Samantha and others were on duty at the far end of the arena, allowing people to “meet and greet” some of the equine therapy ambassadors. Wyatt and Levi Balthis of Annandale seemed a bit hesitant at first, but before their visit was over, they had both taken turns on top two different Spirit horses, and expressed themselves ready for more.
SPIRIT OPEN EQUESTRIAN PROGRAM offers many levels of therapy and learning opportunities, even corporate team building events, psychotherapy with equines, and an environment where youth can develop confidence, and learn the ways of responsibility, teamwork, patience and empathy.
“There is something for everyone, and everyone has something to offer in return,” said Suvak.
Suvak and her dedicated army hope you will visit them to ride, to volunteer, to donate, or just to spend some time with an amazing community of special people and their special equine friends.

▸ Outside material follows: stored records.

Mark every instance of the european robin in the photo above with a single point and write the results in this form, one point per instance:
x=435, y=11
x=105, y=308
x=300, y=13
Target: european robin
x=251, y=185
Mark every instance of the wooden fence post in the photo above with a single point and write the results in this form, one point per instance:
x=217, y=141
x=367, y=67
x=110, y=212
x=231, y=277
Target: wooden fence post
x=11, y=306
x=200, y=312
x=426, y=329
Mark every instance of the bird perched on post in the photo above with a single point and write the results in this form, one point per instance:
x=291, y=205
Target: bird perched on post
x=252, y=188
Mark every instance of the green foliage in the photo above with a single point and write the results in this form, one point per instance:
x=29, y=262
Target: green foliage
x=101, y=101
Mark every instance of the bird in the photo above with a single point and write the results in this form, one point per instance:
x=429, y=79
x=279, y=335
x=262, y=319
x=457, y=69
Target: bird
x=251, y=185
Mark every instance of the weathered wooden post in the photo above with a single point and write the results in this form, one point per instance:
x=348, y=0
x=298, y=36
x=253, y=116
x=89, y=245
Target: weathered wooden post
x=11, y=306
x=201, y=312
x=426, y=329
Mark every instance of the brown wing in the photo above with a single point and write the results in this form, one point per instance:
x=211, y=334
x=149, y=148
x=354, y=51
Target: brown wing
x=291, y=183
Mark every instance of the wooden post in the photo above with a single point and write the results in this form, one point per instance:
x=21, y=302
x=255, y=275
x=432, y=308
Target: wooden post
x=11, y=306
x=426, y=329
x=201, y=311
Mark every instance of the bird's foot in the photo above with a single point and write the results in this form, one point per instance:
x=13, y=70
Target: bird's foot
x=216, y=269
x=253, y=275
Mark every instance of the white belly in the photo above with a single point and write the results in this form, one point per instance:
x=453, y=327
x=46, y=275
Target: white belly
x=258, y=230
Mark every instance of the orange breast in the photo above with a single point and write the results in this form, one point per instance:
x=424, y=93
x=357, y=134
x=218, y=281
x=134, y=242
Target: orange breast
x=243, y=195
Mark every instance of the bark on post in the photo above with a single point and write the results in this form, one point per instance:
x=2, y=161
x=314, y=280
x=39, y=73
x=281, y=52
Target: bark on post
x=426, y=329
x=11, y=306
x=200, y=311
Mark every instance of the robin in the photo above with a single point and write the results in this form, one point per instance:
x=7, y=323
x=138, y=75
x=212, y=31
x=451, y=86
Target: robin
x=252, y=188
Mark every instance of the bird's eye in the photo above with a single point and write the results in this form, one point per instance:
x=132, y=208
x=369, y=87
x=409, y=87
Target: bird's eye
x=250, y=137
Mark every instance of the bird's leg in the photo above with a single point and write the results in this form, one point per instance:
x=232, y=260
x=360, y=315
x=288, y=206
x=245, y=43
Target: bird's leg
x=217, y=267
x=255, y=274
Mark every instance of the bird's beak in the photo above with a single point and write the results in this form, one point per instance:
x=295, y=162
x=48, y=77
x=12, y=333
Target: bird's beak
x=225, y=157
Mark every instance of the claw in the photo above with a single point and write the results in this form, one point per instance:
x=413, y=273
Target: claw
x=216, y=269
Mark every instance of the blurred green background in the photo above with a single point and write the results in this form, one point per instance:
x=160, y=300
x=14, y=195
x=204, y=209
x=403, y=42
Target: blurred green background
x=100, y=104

Their website at www.spiritequestrian.org tells their story and the services they offer, along with videos of riders and staff at work and moving testimonials from family members of Spirit participants.
Suvak says that scholarships and financial assistance may be available, “so don’t let financial considerations stop you from participating in this wonderful way to learn and grow, and get the most out of life, no matter your challenges.”